A really interesting part of my trip to Manica last week was a visit to Sussundenga Health Centre, which is situated about 42 km from Chimoio down a red, dry baked earth, dirt road. The conditions of the road were good - it was a hot dry day and the temperature was about 36 degrees. However, in rainy conditions the road soon becomes full of pot holes and creates a mud bath, considerably increasing the journey time.
The visit was interesting as it helped to highlight some of the barriers that Mozambican women face in trying to give birth in a health facility, with a skilled attendant present at the birth. The picture on the right shows Anna Lorenza Mehia, the Director of Sussendenga Health Centre, coming out of the Maternity Unit - as well as Sylvia and Celso, who I have introduced in my first post on Manica.
The health centre can assist normal deliveries and intervene if needed for some forms of obstructed labour using vacuum (Ventouse) forceps. However, if a caesarean section is needed, then patients must be transferred 42km to Chimoio, which can be a problem. Sussundenga has three vehicles but at the time of our visit only two were on the road. And on any given day it may be that both of these are at other points in the district collecting patients or delivering medicines and equipment to other smaller health units.
Geography and travel distances are one of the greatest barriers to an institutional delivery in Mozambique. Whilst the average distance people have to travel to reach a health facility in Manica province is 14 km, some people have to travel much greater distances. Some of those using Sussundenga Health Centre travel up to 102 km, which is way beyond the national standard of 8km that Mozambique is working towards (specified in directive 127/2002). Such long distances would be a challenge for anyone given the road and footpath conditions. Add to that the absence of public transport, low levels of private vehicle ownership and limited access to an ambulance compound, then the challenge becomes a life threatening one for a woman in labour.
The antenatal nurse at Munhinga Health Centre (about a 45 minute drive from Sussundenga Health Centre) sees antenatal women when they arrive, gives them a bed net on their first visit and encourages them to return and give birth with skilled supervision at the health centre. Treatment, management protocols and statistics on the health centres activities line notice boards in the centre, which are all part of efforts to improve the quality of care provided.
In order to guarantee being at the health centre in time for their delivery (given the distances) some women choose to come before their labour has started and wait. The health centre provides two rooms, which are meant to sleep up to four people in each, but at the time of the visit 18 women were waiting in these rooms, and some had been there for two weeks. Whilst the health centre provides some food for these waiting mothers, women often have to be away from their families for a long time. For a poor family with little cash resources, this can mean depending on the limited rations that the facility can offer.
In this picture to the left, two women had successfully delivered their babies, and were waiting to go home. All the health centre beds had bed nets for night time use.
In spite of the challenges, Manica province as a whole does better than the national average in terms of institutional deliveries. The percentage of women giving birth in an institution in Mozambique, both in 2008 and 2009 was 55%. However in Manica 64.9% of women had an institutional delivery. Numbers of institutional deliveries in the province increased from 40,628 in 2008 to 43,341 in 2009.
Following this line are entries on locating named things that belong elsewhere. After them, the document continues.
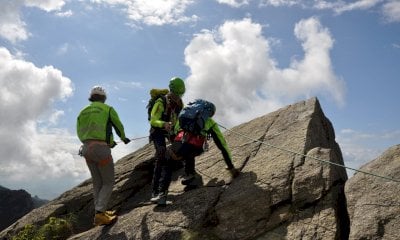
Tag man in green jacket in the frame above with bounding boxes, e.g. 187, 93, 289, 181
157, 100, 239, 206
150, 77, 186, 203
76, 86, 130, 226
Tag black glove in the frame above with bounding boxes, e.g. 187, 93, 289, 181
228, 167, 240, 178
109, 141, 117, 148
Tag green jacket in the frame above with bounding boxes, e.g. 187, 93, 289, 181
76, 102, 126, 144
201, 118, 234, 169
150, 98, 179, 134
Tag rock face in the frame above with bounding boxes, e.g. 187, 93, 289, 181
0, 98, 349, 240
345, 145, 400, 240
0, 186, 34, 231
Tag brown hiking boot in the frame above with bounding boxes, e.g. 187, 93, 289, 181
94, 212, 117, 226
106, 210, 117, 216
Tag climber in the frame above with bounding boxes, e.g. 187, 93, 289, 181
149, 77, 185, 203
157, 98, 239, 206
76, 86, 130, 226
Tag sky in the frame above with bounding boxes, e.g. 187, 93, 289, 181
0, 0, 400, 200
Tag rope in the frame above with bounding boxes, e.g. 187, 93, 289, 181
218, 123, 400, 183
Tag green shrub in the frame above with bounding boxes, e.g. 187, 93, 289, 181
12, 215, 75, 240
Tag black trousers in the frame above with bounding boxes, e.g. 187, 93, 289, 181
150, 129, 171, 194
159, 141, 203, 192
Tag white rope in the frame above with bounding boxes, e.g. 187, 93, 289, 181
218, 124, 400, 183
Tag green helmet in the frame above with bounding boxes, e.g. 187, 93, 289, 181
169, 77, 186, 97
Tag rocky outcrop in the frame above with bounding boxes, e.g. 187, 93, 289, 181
345, 145, 400, 240
0, 186, 34, 231
0, 98, 349, 240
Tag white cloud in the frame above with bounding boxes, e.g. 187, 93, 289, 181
0, 48, 87, 197
24, 0, 65, 12
0, 1, 29, 43
56, 10, 74, 17
184, 18, 345, 126
260, 0, 301, 7
92, 0, 197, 26
217, 0, 249, 7
382, 0, 400, 22
336, 129, 400, 175
0, 0, 65, 44
314, 0, 383, 14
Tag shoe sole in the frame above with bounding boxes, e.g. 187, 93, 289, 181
94, 217, 117, 227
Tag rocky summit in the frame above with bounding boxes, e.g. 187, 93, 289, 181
0, 98, 400, 240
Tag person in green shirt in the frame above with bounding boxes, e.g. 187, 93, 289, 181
157, 99, 239, 206
76, 86, 130, 225
150, 77, 186, 203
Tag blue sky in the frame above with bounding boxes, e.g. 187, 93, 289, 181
0, 0, 400, 199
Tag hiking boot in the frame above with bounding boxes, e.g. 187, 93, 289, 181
105, 210, 117, 216
94, 212, 117, 226
150, 193, 160, 203
157, 192, 168, 206
181, 174, 196, 185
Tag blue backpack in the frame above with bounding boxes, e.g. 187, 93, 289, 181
178, 99, 215, 135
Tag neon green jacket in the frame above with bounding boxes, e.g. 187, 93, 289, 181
150, 98, 179, 134
201, 118, 234, 169
76, 102, 126, 144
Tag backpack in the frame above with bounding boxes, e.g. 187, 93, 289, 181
146, 88, 169, 121
178, 99, 215, 135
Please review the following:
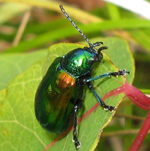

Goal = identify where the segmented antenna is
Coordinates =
[59,5,92,47]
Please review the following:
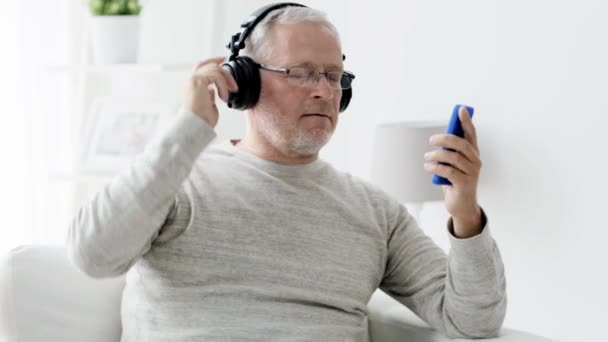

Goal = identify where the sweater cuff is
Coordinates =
[448,209,494,261]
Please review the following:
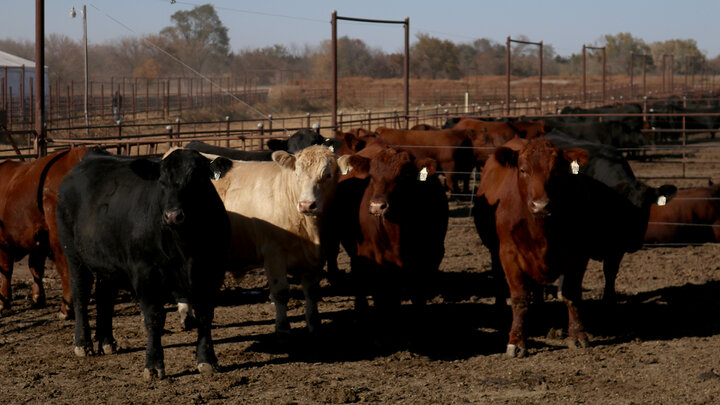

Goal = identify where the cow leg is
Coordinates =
[302,270,322,334]
[70,264,93,357]
[28,250,46,308]
[95,277,117,354]
[562,262,590,348]
[503,263,530,357]
[265,263,290,335]
[0,249,13,311]
[193,302,217,374]
[603,254,623,304]
[140,298,165,380]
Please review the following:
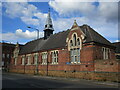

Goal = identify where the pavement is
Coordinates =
[33,75,120,87]
[3,73,119,89]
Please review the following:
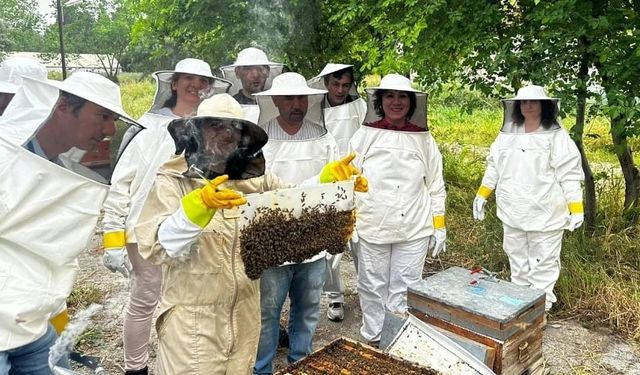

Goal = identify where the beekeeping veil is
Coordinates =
[364,74,428,130]
[150,58,231,112]
[255,72,327,139]
[220,47,283,123]
[0,72,144,273]
[308,63,367,155]
[500,85,560,133]
[168,94,267,180]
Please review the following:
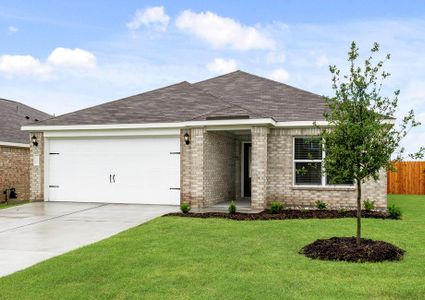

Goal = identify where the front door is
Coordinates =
[242,143,251,197]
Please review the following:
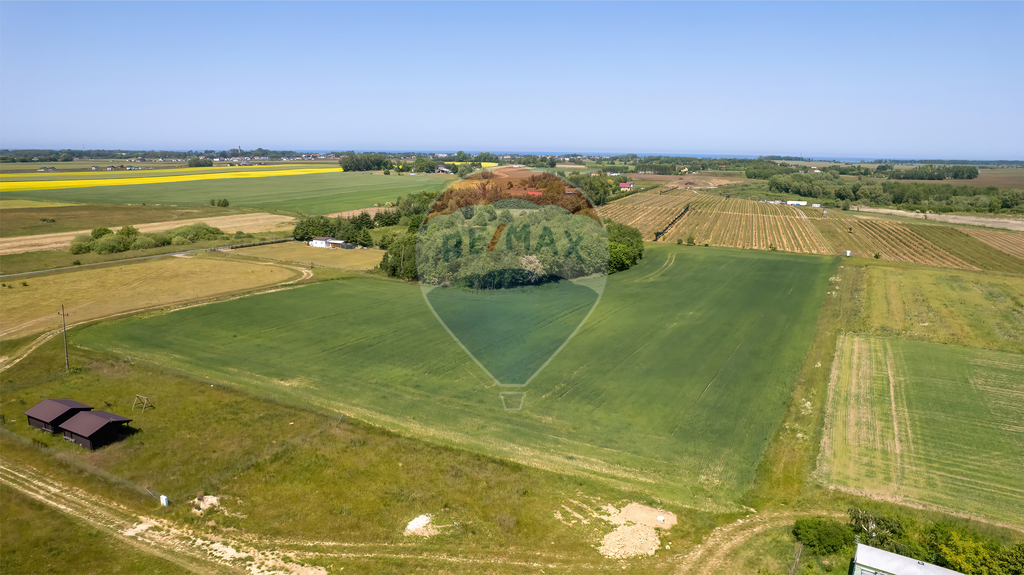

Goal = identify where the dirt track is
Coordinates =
[0,214,294,256]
Manica also has a very high level of at least one antenatal visit, although the number having two or more visits falls rapidly. There were 86,683 new antenatal visits in 2009, compared to 79,176 in 2008, a 9.4% increase. An illustration of the tail-off in antenatal attendance is given by the statistics for presumptive treatment of malaria in pregnancy, where three doses of Fansidar are meant to be given during pregnancy (you can find out more about Fansidar here).
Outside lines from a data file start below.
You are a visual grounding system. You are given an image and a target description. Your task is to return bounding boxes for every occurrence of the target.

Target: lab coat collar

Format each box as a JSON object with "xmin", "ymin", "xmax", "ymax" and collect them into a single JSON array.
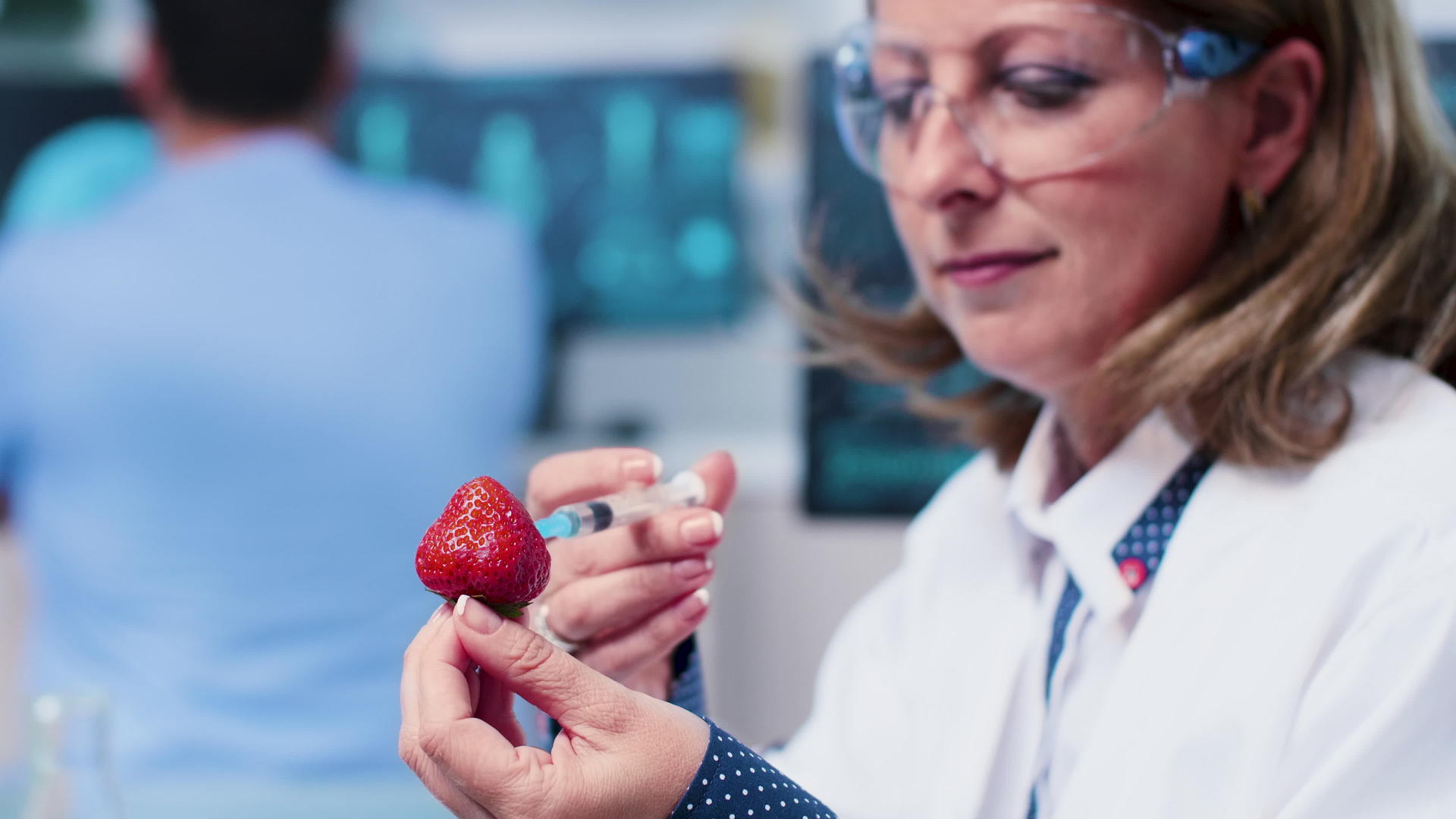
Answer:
[{"xmin": 1008, "ymin": 406, "xmax": 1194, "ymax": 618}]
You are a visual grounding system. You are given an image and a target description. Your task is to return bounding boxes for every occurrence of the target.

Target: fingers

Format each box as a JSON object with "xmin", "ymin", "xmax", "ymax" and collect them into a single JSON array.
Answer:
[
  {"xmin": 399, "ymin": 604, "xmax": 489, "ymax": 819},
  {"xmin": 576, "ymin": 588, "xmax": 708, "ymax": 679},
  {"xmin": 413, "ymin": 598, "xmax": 544, "ymax": 816},
  {"xmin": 546, "ymin": 557, "xmax": 714, "ymax": 642},
  {"xmin": 551, "ymin": 509, "xmax": 723, "ymax": 587},
  {"xmin": 526, "ymin": 449, "xmax": 663, "ymax": 517},
  {"xmin": 693, "ymin": 452, "xmax": 738, "ymax": 512},
  {"xmin": 399, "ymin": 604, "xmax": 450, "ymax": 762},
  {"xmin": 443, "ymin": 588, "xmax": 639, "ymax": 728}
]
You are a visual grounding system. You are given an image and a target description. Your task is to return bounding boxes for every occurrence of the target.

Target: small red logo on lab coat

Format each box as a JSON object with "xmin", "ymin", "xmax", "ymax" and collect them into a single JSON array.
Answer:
[{"xmin": 1117, "ymin": 557, "xmax": 1147, "ymax": 592}]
Whilst 73% of all women registered for antenatal care received a first dose of Fansidar, only 52% received a second dose and just 31.7% a third dose. In 2010, this performance will be further compromised by a stock-out of Fansidar at the national level, which has affected the whole of Mozambique since June 2010.
Another major challenge that remains is to increase access to modern methods of contraception. It will be difficult to reduce maternal mortality until levels of new contraceptive users rise above 30%, as this increases the space between births, as well as helping avoid unwanted pregnancy and the risks associated with unsafe abortion. The number of new contraceptive users in Manica increased from 13.3% in 2008 to 15.4% in 2009, a good improvement, but there is still a long way to go. However, you can see progress is being made in this picture, with a woman waiting beneath a poster which is promoting free family planning services (right).
So, whilst we might take the right to have a hospital birth for granted in the UK, ensuring that right can be a significant challenge in Mozambique. Achieving a 65% coverage of institutional delivery in Manica can be considered something of a success.